While I was there something very unusual started happening to me. I couldn’t stop smiling. While this may seem like a normal response to being on an all inclusive vacation to do some of your favorite activities, anyone who knows me can tell you that I am not a person that walks around with a happy look most of the time. I’m more of a guarded person, especially in new environments. If someone is talking to me, I assume they want something. Not smiling helps me feel protected, even if it is an imaginary protection, in a world that can be very scary, especially when I spend so much of my time traveling alone and in new places.

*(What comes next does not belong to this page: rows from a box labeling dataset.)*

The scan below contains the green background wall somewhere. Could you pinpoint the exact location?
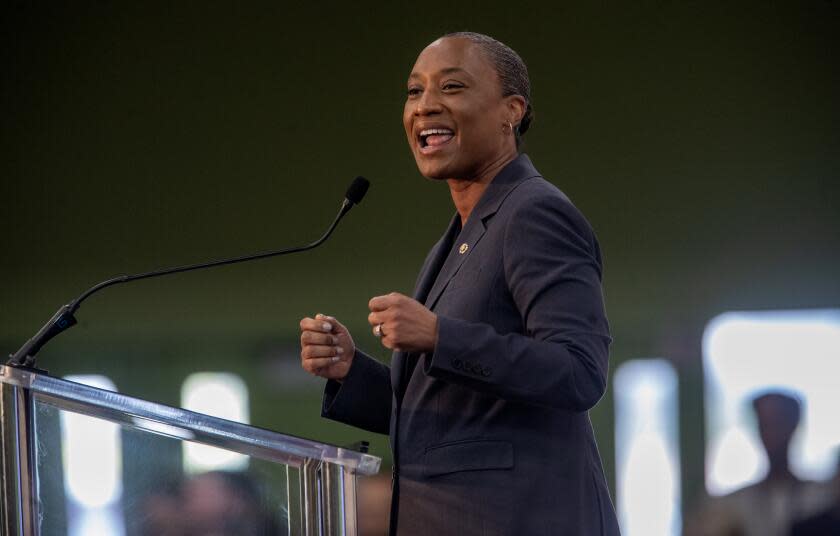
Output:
[0,0,840,516]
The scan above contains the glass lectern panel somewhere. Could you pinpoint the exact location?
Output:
[0,366,380,536]
[34,395,300,536]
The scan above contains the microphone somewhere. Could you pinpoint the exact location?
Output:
[6,177,370,368]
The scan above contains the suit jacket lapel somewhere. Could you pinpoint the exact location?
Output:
[424,154,539,310]
[391,214,461,403]
[391,154,539,398]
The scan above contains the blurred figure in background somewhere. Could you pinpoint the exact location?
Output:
[142,471,280,536]
[356,474,391,536]
[685,391,830,536]
[791,449,840,536]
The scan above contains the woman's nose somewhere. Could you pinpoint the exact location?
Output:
[414,90,441,115]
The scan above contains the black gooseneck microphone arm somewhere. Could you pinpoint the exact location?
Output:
[6,177,370,368]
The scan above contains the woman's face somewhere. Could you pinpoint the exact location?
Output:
[403,38,524,179]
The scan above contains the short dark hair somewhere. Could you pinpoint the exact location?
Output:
[441,32,534,147]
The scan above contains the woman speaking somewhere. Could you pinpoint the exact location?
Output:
[300,32,619,536]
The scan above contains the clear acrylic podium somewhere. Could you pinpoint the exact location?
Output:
[0,366,380,536]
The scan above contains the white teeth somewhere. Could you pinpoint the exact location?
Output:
[420,128,452,136]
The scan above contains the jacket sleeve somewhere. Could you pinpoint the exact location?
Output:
[425,196,611,411]
[321,348,393,434]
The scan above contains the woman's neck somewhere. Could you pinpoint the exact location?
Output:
[446,150,519,224]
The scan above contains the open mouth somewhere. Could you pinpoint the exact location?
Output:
[418,128,455,153]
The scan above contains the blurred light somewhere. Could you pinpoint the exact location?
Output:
[703,310,840,495]
[181,372,249,474]
[614,359,682,536]
[61,375,124,536]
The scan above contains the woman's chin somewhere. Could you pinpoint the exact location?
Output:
[415,156,452,180]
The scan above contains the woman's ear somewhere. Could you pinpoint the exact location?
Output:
[505,95,528,126]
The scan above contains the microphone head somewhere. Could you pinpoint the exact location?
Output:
[344,177,370,205]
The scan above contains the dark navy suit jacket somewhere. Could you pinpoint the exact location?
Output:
[323,155,619,536]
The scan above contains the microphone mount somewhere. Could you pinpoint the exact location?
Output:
[6,177,370,368]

This trip was very different. I smiled whenever I saw someone. I would catch myself smiling in quiet moments, sitting by myself on the bus. I purposely arrived with no expectations, but the week I spent in northern Iceland surpassed anything I could have tried to conjured up. I would hate to use the word transformative to describe any sort of manufactured experience, and this trip certainly didn’t solve all my internal and external problems. My time here felt more like the beginning of a process. Learning how to settle in gently, and become more comfortable with being in my own skin. I am always trying to be active, to force things to happen. It wasn’t until I allowed myself a little bit of time and space to be still that I realized the power and strength that can come from being kinder and gentler to myself. And I have been smiling a little bit more ever since.